(Como toda a gente de boa vontade o reconhece, Joe Biden trouxe de novo a América para o centro das decisões no mundo e um respiro de alívio pressente-se pelos sítios mais diversos. A Rússia e a China gozaram durante os tempos de Trump, por motivos diversos, margem de manobra não recomendável, a primeira porque Trump tinha rabos de palha nesse cartório e a segunda porque o enfrentamento do ex-presidente americano foi desajeitado e inconsequente. Mas algo de paradoxal se passa por esta altura. Os olhos voltam-se de novo para os EUA, mas estes estão longe da supremacia de outros tempos como vários indicadores o demonstram com clareza.)
Poderíamos talvez dizer que a trágica derrocada do prédio de muitos andares em Miami é uma imagem da debilidade a que me quero referir. Mas não irei por aí, apesar de emergir com cada vez maior nitidez a tese do descuido e da incúria, pois circularam hoje notícias de que as deficiências estruturais do edifício já tinham sido sinalizadas e ninguém se ocupou da respetiva segurança.
Os EUA vêm dando sinais de uma fragilidade estrutural algo assustadora, sobretudo na sequência dos níveis algo descontrolados com que a desigualdade foi sendo cavada na sociedade americana. Tal como o assinalei aqui devida e oportunamente, já não são apenas os grupos historicamente fragilizados na sociedade americana (população negra e hispânica) a apresentar dados de saúde e de condições de vida. Anne Case e Angus Deaton mostraram que também a população branca mais empobrecida entre os 30 e os 50 revela sinais preocupantes de morbilidade, com sérios problemas de drogas, alcoolismo e taxas elevadas de suicídio. O que parece que o universo do American Dream tem vindo a ser encurtado e a transformar-se em trágica ilusão para muitos.

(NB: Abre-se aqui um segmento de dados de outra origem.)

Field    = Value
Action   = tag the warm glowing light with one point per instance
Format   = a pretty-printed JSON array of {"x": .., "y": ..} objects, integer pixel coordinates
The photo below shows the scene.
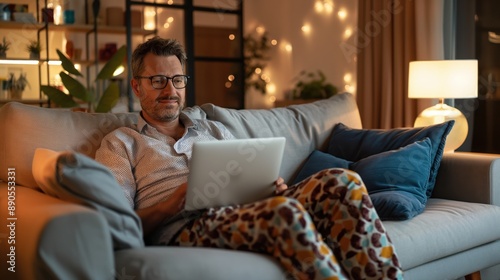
[
  {"x": 260, "y": 30},
  {"x": 347, "y": 33},
  {"x": 27, "y": 62},
  {"x": 150, "y": 13},
  {"x": 348, "y": 77},
  {"x": 119, "y": 70},
  {"x": 149, "y": 19},
  {"x": 318, "y": 6},
  {"x": 306, "y": 28},
  {"x": 19, "y": 62},
  {"x": 271, "y": 88},
  {"x": 58, "y": 15},
  {"x": 324, "y": 6},
  {"x": 342, "y": 14}
]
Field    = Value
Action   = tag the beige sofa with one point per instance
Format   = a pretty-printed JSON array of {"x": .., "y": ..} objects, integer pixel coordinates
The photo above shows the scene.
[{"x": 456, "y": 235}]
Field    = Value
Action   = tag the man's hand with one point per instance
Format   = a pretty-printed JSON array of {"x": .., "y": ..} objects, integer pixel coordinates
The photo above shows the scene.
[
  {"x": 153, "y": 216},
  {"x": 280, "y": 186}
]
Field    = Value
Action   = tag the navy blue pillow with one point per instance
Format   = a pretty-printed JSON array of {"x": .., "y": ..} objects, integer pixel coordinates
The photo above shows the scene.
[
  {"x": 396, "y": 180},
  {"x": 356, "y": 144}
]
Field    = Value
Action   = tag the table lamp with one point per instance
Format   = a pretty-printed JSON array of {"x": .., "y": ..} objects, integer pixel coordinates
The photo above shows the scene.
[{"x": 444, "y": 79}]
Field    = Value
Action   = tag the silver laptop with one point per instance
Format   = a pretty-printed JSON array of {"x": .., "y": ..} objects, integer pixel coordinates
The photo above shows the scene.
[{"x": 229, "y": 172}]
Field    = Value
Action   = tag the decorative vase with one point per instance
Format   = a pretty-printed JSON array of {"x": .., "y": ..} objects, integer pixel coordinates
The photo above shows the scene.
[
  {"x": 34, "y": 55},
  {"x": 16, "y": 93}
]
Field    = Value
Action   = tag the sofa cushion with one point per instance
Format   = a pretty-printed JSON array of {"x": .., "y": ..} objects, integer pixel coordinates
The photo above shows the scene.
[
  {"x": 306, "y": 126},
  {"x": 354, "y": 144},
  {"x": 396, "y": 180},
  {"x": 29, "y": 127},
  {"x": 175, "y": 263},
  {"x": 445, "y": 228},
  {"x": 79, "y": 179}
]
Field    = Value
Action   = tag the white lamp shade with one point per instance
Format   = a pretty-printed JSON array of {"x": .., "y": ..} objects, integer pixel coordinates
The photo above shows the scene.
[{"x": 443, "y": 79}]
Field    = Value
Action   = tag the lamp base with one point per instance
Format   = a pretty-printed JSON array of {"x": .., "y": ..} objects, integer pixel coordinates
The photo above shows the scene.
[{"x": 441, "y": 113}]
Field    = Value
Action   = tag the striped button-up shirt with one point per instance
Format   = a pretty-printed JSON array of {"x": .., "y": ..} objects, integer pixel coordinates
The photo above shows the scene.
[{"x": 150, "y": 165}]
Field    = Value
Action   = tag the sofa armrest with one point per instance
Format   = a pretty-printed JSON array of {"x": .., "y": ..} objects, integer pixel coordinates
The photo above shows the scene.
[
  {"x": 54, "y": 239},
  {"x": 471, "y": 177}
]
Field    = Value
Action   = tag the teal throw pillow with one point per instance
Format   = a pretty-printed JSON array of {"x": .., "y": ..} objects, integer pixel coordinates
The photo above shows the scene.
[
  {"x": 356, "y": 144},
  {"x": 396, "y": 180}
]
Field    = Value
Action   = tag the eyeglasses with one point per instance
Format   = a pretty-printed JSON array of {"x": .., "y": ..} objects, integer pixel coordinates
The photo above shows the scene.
[{"x": 161, "y": 81}]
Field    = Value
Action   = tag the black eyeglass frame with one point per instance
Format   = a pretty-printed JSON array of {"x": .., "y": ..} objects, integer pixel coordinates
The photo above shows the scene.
[{"x": 186, "y": 77}]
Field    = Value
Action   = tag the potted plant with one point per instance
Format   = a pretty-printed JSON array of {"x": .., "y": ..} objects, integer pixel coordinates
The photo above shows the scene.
[
  {"x": 4, "y": 47},
  {"x": 16, "y": 86},
  {"x": 313, "y": 85},
  {"x": 256, "y": 55},
  {"x": 78, "y": 93},
  {"x": 34, "y": 48}
]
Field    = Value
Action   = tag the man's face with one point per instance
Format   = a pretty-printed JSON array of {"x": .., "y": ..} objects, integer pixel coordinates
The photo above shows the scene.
[{"x": 160, "y": 105}]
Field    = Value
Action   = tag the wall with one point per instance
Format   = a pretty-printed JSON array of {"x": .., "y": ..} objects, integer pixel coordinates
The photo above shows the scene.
[{"x": 318, "y": 49}]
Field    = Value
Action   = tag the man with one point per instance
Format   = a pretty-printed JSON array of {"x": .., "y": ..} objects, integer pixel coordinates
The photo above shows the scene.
[{"x": 150, "y": 161}]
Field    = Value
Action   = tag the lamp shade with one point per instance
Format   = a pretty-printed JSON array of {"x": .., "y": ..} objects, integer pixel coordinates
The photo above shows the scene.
[{"x": 443, "y": 79}]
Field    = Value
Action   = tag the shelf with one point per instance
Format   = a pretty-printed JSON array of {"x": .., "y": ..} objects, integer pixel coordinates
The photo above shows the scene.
[
  {"x": 73, "y": 28},
  {"x": 25, "y": 101},
  {"x": 26, "y": 61}
]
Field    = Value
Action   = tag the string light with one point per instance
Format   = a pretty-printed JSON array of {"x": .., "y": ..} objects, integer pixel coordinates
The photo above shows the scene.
[
  {"x": 342, "y": 14},
  {"x": 306, "y": 28}
]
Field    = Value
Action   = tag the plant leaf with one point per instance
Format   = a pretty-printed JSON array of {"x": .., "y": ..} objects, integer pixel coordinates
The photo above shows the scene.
[
  {"x": 74, "y": 87},
  {"x": 109, "y": 98},
  {"x": 67, "y": 64},
  {"x": 58, "y": 97},
  {"x": 114, "y": 62}
]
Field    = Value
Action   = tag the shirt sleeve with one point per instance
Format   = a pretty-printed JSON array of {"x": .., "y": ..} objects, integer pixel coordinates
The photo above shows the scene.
[{"x": 113, "y": 154}]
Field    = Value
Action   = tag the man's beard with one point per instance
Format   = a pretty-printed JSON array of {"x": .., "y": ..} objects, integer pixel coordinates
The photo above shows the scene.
[{"x": 165, "y": 114}]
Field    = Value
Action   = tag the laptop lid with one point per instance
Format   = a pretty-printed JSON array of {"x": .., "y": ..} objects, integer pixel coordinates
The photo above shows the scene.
[{"x": 237, "y": 171}]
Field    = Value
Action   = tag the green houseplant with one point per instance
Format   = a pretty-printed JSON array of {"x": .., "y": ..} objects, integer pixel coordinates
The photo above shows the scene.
[
  {"x": 313, "y": 85},
  {"x": 16, "y": 86},
  {"x": 256, "y": 55},
  {"x": 4, "y": 47},
  {"x": 78, "y": 93},
  {"x": 34, "y": 48}
]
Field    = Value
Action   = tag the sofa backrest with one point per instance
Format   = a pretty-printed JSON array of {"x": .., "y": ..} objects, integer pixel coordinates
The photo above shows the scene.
[{"x": 307, "y": 127}]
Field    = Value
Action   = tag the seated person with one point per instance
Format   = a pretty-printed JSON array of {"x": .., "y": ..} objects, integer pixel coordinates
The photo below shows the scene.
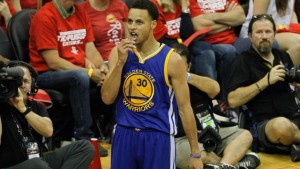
[
  {"x": 258, "y": 79},
  {"x": 222, "y": 16},
  {"x": 234, "y": 144},
  {"x": 284, "y": 15},
  {"x": 67, "y": 58},
  {"x": 6, "y": 12},
  {"x": 107, "y": 19},
  {"x": 23, "y": 123},
  {"x": 169, "y": 30}
]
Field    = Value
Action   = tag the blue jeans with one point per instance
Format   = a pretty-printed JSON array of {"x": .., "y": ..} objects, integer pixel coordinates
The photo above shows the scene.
[
  {"x": 77, "y": 155},
  {"x": 77, "y": 83},
  {"x": 203, "y": 59},
  {"x": 226, "y": 53}
]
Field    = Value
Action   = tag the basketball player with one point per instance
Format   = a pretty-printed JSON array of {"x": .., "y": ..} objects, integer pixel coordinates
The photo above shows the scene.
[{"x": 147, "y": 82}]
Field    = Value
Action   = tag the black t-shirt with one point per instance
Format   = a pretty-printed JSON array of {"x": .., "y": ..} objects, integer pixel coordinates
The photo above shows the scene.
[
  {"x": 199, "y": 102},
  {"x": 11, "y": 150},
  {"x": 277, "y": 99}
]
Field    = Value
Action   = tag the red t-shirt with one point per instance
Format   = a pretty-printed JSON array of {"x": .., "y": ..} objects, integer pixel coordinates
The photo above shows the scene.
[
  {"x": 225, "y": 37},
  {"x": 50, "y": 31},
  {"x": 108, "y": 25},
  {"x": 29, "y": 4},
  {"x": 168, "y": 24},
  {"x": 12, "y": 11}
]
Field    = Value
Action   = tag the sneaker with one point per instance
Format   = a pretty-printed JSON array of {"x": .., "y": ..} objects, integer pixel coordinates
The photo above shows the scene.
[
  {"x": 225, "y": 116},
  {"x": 102, "y": 151},
  {"x": 250, "y": 161},
  {"x": 219, "y": 166},
  {"x": 295, "y": 153}
]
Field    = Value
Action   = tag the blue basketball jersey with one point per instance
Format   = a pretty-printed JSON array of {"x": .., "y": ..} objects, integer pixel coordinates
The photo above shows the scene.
[{"x": 146, "y": 100}]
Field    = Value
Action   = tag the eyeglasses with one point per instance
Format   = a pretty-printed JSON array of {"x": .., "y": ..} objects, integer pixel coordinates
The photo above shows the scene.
[{"x": 267, "y": 16}]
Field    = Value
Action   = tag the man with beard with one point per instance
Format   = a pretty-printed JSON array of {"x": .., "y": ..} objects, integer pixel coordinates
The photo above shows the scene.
[{"x": 258, "y": 79}]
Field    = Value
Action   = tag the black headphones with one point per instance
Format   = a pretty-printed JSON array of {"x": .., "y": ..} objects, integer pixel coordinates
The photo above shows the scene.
[{"x": 34, "y": 74}]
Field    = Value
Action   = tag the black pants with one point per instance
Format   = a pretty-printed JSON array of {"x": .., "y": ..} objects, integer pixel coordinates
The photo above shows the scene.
[{"x": 77, "y": 155}]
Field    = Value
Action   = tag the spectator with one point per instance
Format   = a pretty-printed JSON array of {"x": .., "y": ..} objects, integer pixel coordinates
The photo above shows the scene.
[
  {"x": 23, "y": 123},
  {"x": 66, "y": 57},
  {"x": 107, "y": 19},
  {"x": 258, "y": 79},
  {"x": 28, "y": 4},
  {"x": 139, "y": 82},
  {"x": 172, "y": 15},
  {"x": 6, "y": 12},
  {"x": 234, "y": 143},
  {"x": 222, "y": 16},
  {"x": 286, "y": 22}
]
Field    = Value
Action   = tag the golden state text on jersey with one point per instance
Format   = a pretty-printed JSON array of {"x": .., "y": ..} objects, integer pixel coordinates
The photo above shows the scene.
[{"x": 138, "y": 90}]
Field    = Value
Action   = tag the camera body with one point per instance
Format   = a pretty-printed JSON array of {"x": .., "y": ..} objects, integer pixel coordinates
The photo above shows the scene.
[
  {"x": 209, "y": 135},
  {"x": 292, "y": 75},
  {"x": 10, "y": 80}
]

O jornalista Nicholas Kristoff retoma no New York Times (link aqui) essas nuvens ameaçadoras da supremacia americana, trazendo para a reflexão indicadores como a taxa de escolarização superior, a esperança de vida, a literacia dos jovens em matemática, a capacidade de ler e interpretar que apresenta um lag de cerca de cinco anos (jovens de quinze anos não conseguem ler e interpretar ao nível esperado para os jovens de 10 anos) e o índice de Progresso Social em que os EUA são apenas o 28º país do mundo e em recuo.
Por estas razões, talvez se possa dizer que Biden poderá fazer mais pelo mundo atacando a nível interno as maiores fontes de fragilidade estrutural da sociedade americana e colocando ao serviço do mundo os seus principais fatores de poderio a nível mundial, onde os aparelhos militar e universitário se destacam com muita clareza. Ainda há dias vi na Netflix o espantoso “Hillbilly Elegy - A Memoir of a Family and Culture in Crisis” que não é mais do que a versão para o cinema do livro de J.D. Vance que tanto me tinha impressionado quando o li e ao qual me referi neste blogue com o post “Os Brancos dos Montes Apalaches” (link aqui). Aí se percebe como o American Dream tem definhado, percebendo-se por essa via as duas frentes de trabalho em que o velho Biden vai ter de atingir resultados.